We can't quite figure it out but we know they are not walking all the way. They have a bus that picks them up and drops them off. They have no backpacks. We also spotted the bus a few kilometres from Triacastela and saw a few of them sitting around eating. Of course, they collect stamps in their pilgrim passport from churches and their overnight stops.
There are, indeed, a variety of ways to 'do' the Camino. For the traditional route you can start 790km from Santiago in St Jaume, in France. Our you can start on the Spain side in Pamplona, two towns ahead. Or from anywhere else along the route. What ever you have time for.
There are also a dozen other routes - like wagon-wheel spokes - from all over Spain. And then there are the routes that connect in from France and Portugal and Germany... You can travel from as far away as you wish, to end up in Santiago.
You can do a week a year, each year, for a few years - picking up each time from where you left off. On foot or by bicycle.
If you'd just like to bag that Camino certificate from the catedral in Santiago, you can do the last 100km from Sarria.
Santiago is the goal.
Or, evidently, you can bus it. It seems the buses drop people off a few kays before their overnight town and pick them up the next day (after dropping off their luggage and collecting it again) a kay or two out of town.
This morning I helped a lady at a hotel with her suitcase. Maybe American. Part of a tour group. I can easily move a 30km suitcase around and this one was almost too heavy for me to lift up. I said to her, "The general rule is that if your suitcase is too heavy for you to lift, you have too much stuff".
Personally, if you bus it, I think you've missed the point.
I am very impressed with the backpack transporting services. Many older folks on the route, like mom, are using them. Also people recovering from injuries appreciate being able to take a load off and still keep moving. The fee is between 5€ and 7€ a day. You can walk with a day pack, cover the distance and collect your pack at you day's destination.

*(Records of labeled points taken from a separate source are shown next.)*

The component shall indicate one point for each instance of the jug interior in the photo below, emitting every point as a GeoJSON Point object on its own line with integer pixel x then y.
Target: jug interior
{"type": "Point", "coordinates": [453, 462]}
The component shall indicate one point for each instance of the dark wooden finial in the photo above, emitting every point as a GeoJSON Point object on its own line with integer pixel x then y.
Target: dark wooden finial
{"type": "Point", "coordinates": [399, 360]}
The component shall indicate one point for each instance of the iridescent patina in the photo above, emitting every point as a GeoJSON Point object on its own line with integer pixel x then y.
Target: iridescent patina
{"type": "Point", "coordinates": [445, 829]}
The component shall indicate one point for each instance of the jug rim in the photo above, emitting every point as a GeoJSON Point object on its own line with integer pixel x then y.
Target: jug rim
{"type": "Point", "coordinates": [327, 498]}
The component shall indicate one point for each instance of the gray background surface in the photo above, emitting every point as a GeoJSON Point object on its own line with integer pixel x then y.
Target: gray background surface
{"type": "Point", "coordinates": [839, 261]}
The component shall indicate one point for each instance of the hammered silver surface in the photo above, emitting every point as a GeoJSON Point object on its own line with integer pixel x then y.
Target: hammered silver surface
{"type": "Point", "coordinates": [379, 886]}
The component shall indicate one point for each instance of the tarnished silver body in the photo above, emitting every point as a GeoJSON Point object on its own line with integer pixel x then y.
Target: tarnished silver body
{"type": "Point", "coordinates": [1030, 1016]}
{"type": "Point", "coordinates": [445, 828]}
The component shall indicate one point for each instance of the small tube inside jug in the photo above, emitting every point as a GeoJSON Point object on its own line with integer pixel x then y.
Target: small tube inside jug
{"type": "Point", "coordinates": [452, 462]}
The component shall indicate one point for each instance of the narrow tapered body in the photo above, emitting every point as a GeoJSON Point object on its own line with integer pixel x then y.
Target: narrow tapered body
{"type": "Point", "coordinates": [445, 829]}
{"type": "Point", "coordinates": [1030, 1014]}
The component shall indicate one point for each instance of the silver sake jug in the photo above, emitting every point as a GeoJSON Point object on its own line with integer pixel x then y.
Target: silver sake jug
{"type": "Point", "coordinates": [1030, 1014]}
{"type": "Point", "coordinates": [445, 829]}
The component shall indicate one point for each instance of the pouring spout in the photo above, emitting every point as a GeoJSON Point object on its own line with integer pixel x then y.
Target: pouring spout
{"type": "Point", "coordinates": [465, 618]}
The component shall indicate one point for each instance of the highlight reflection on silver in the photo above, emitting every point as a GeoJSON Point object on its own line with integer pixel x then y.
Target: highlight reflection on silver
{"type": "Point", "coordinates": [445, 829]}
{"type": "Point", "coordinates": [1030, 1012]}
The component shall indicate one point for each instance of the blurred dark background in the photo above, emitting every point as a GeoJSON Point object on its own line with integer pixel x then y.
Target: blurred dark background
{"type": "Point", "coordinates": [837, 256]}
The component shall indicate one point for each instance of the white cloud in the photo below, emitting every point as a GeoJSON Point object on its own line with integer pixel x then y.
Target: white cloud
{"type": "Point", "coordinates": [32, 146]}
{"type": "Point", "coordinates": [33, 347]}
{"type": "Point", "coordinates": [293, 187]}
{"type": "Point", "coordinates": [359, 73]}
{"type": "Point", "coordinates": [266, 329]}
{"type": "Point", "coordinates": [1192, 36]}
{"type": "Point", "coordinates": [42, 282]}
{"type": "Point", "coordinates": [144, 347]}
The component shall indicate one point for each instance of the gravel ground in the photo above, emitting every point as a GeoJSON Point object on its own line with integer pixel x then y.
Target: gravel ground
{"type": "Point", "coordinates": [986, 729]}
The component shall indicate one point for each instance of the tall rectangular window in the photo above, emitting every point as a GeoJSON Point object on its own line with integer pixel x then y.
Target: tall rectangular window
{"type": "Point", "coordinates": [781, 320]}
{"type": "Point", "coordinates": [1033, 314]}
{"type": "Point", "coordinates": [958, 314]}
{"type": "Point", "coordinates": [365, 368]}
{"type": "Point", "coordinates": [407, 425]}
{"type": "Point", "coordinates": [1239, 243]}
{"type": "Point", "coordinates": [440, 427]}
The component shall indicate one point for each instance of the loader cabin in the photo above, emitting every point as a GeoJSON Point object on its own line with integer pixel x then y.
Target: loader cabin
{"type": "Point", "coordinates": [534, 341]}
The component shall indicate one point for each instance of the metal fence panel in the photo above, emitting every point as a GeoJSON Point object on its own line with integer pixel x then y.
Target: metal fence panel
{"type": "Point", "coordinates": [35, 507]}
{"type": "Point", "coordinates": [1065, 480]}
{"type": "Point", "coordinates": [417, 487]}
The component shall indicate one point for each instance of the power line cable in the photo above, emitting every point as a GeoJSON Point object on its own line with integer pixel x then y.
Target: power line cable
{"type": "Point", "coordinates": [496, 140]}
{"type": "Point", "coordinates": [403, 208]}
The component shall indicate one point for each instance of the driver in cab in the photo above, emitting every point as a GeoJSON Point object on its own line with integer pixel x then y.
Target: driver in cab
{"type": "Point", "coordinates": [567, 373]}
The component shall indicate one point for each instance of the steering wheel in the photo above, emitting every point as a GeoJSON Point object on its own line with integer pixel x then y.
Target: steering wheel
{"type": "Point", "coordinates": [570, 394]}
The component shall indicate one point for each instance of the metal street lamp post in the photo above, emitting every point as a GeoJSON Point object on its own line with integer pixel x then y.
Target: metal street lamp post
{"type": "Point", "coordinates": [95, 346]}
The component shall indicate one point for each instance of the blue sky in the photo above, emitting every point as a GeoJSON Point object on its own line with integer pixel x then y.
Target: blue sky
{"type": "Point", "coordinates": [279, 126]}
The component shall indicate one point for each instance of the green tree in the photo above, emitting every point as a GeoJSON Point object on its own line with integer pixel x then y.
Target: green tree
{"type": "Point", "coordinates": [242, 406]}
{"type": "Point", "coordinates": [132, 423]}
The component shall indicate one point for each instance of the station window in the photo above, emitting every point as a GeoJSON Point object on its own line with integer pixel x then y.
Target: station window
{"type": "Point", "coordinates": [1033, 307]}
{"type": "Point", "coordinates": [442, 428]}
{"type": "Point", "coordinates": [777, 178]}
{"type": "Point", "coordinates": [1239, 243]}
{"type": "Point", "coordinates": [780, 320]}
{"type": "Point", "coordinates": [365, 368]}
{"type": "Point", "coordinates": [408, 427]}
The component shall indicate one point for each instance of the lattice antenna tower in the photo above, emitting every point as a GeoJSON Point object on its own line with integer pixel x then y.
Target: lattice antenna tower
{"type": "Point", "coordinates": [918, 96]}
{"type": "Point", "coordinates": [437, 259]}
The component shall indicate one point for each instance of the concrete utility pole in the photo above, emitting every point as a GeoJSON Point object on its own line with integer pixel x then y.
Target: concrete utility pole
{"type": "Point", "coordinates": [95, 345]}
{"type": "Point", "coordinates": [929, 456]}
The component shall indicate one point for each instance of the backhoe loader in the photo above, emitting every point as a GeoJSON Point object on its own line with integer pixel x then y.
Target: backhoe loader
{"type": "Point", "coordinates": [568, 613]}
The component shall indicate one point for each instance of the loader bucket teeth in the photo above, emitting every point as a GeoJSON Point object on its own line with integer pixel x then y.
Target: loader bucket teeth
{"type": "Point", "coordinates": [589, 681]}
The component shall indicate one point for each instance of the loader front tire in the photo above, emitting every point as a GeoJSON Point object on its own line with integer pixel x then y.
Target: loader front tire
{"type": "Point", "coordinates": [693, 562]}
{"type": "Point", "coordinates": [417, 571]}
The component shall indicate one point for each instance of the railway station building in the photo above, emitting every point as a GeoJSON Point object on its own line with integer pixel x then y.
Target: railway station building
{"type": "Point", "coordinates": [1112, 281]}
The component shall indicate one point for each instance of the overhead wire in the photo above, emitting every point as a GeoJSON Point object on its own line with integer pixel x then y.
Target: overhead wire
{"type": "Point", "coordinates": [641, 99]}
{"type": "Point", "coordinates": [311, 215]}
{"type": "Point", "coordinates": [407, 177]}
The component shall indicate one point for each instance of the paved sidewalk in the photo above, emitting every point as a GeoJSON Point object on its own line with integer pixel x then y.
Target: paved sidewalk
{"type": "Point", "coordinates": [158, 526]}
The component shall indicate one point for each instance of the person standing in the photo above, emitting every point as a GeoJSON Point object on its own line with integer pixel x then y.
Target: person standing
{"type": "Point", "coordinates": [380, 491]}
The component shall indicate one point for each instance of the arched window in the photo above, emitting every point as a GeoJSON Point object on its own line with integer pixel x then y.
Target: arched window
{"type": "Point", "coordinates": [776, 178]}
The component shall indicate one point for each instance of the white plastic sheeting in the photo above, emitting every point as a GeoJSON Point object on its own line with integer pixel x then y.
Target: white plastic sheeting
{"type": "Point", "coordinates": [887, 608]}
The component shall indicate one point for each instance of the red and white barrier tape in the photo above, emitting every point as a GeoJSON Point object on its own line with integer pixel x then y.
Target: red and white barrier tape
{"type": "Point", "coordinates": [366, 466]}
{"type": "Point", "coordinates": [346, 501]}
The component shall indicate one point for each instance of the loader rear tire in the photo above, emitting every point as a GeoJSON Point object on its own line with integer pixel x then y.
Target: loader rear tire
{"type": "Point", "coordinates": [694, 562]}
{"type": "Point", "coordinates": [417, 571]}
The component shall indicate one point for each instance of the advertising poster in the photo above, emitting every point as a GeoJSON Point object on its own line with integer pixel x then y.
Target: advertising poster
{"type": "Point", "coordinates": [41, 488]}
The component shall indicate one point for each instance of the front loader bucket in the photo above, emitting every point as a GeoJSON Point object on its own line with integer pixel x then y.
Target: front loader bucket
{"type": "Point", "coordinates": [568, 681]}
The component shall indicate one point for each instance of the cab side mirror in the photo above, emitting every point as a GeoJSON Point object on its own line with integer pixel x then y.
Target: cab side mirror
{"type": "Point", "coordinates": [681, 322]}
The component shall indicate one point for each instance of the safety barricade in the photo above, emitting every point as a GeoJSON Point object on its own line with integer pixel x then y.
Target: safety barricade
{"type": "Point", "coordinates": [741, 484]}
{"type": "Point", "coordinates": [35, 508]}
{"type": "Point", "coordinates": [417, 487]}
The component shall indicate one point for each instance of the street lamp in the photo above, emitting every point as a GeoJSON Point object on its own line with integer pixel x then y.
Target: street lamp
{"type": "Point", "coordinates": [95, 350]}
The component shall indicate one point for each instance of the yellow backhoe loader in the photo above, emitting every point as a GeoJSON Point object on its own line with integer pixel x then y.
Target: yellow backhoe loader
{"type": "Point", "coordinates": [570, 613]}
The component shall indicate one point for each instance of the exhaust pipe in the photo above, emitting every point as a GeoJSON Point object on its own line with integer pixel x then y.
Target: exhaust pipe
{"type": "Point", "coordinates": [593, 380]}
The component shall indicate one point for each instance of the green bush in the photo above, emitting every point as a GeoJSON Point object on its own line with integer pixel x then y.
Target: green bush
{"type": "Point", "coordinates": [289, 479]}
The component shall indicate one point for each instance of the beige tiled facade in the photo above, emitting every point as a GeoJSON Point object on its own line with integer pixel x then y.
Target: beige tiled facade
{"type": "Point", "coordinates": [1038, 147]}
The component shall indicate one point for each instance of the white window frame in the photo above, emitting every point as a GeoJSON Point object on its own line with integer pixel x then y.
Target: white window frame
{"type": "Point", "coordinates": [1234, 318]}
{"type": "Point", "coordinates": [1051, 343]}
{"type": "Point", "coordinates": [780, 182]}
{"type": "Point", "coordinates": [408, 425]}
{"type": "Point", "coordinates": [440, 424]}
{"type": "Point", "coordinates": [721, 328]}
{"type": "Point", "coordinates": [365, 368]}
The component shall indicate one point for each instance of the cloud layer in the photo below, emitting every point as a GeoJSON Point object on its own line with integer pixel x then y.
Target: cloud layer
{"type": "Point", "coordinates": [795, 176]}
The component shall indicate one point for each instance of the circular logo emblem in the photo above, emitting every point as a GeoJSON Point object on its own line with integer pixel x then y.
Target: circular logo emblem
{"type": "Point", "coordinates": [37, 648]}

This does make walking the route possible for many who otherwise wouldn't make it or would DNF through injuries that wouldn't heal with the additional load of a backpack.
Two guys with us for a bit today were talking about the 'bus brigade' and the one chap mentioned something about collecting the stamps and then getting your certificate in Santiago. Of course, there is no way to know whether a person really walked the route or took a bus or taxi... as mom replied, "You still have to live with yourself".
Tomorrow we're heading to Sarria, an 18km route through hills and many little villages. We've heard that it could be tough to get accommodation in Sarria because of the people coming in just for the last 100km to Santiago so we may head for the one-next village instead. Barbadelo is only 3km further along.